Find the Limit of (x^2-81)/(3-(3^1/2)) as x Approaches 9 with Expert Math Help"

[teng125]

lim x to 9 [(x^2]-81)/[3-(3^1/2)]??

thanx...

 

[siddharth]

Can you show what you have done till now with this problem?

 

[teng125]

i have tried to do this question n got the answer of -108.is it correct??

 

[siddharth]

i have tried to do this question n got the answer of -108.is it correct??

No, it is not right.
If you show exactly how you got your answer of -108 (ie, post all the working and calculations you did) it will be easier for us to help you and show where you went wrong.

 

[TD]

That answer isn't correct, unless you stated the wrong problem. I *think* you may mean

\mathop {\lim }\limits_{x \to 9} \frac{{x^2 - 81}}{{3 - \sqrt x }}

In that case, your answer is correct

 

[teng125]

ya,that is my question.thank you very much...

 

[TD]

No problem, but be careful when "writing math" ;)

 

[fargoth]

yeah, try using latex... just click on the equation TD wrote and look at the code, its worth learning.

 

[HallsofIvy]

ya,that is my question.thank you very much...

Okay, the problem is
\mathop {\lim }\limits_{x \to 9} \frac{{x^2 - 81}}{{3 - \sqrt x }}

do you now see how to get the limit?

The problem is that if you just replace x by 9, both numerator and denominator are 0. (If the denominator were not 0, just calculate the value at x= 9. If the denominator is 0 but the numerator not, there is no limit.)

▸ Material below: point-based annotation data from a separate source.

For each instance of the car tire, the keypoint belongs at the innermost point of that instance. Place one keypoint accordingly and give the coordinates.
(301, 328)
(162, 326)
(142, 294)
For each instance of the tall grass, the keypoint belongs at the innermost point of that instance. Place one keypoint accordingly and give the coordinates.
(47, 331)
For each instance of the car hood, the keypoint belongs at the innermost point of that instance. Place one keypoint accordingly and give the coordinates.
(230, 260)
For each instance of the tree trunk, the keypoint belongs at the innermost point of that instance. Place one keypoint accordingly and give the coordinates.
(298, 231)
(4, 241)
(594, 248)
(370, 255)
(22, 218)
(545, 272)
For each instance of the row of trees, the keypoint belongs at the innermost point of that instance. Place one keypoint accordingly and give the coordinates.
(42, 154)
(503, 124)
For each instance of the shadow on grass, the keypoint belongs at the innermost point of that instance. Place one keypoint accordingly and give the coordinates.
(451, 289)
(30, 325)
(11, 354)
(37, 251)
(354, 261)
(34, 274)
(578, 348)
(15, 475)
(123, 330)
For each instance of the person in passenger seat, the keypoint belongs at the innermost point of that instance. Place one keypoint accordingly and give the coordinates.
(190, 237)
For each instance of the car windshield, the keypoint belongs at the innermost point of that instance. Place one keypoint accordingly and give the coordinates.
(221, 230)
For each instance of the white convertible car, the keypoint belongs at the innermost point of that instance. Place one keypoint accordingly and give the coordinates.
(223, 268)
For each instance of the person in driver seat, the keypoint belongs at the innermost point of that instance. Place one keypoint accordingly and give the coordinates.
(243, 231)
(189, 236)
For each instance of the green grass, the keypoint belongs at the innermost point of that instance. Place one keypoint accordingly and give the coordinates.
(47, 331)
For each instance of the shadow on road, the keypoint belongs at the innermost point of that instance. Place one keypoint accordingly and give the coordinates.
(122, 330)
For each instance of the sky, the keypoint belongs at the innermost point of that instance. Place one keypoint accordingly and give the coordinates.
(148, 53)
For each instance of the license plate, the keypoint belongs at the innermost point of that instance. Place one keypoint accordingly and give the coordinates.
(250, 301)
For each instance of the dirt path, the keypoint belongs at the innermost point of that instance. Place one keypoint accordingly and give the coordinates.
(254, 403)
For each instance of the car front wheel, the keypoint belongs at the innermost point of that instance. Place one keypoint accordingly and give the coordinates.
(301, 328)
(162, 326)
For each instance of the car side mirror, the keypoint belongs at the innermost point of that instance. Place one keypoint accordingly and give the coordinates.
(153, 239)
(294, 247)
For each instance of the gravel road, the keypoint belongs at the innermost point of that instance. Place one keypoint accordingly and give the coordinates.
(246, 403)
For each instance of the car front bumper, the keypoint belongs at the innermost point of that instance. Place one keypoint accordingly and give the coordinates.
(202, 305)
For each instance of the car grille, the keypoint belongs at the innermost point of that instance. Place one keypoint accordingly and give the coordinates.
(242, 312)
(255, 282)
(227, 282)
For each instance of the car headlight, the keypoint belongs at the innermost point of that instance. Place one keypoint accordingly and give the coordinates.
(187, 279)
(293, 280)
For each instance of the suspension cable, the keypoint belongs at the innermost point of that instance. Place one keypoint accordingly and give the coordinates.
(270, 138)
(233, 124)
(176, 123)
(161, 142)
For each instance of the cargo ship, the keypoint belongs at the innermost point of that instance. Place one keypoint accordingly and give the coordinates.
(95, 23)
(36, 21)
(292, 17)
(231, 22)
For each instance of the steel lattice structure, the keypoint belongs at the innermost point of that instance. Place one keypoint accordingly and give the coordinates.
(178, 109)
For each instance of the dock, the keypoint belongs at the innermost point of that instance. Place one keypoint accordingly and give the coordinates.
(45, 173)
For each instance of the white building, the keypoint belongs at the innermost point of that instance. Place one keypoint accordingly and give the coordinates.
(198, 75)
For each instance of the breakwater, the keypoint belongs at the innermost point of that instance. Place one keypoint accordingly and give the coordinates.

But since both become 0 at x= 9, that means we can factor! x²- 81 is a "difference of squares" so x²- 81= (x- 9)(x+ 9) and then we can treat x- 9 as a "difference of squares also: x- 9= (\sqrt(x))^2- 3^2= (\sqrt{x}- 3)(\sqrt{x}+ 3)
Can you finish it from there?

 

[fargoth]

well i think he did even before posting the question, because he got a right answer, and just asked if its right.

 

[HallsofIvy]

Yeah, I just reread the original post and that is implied.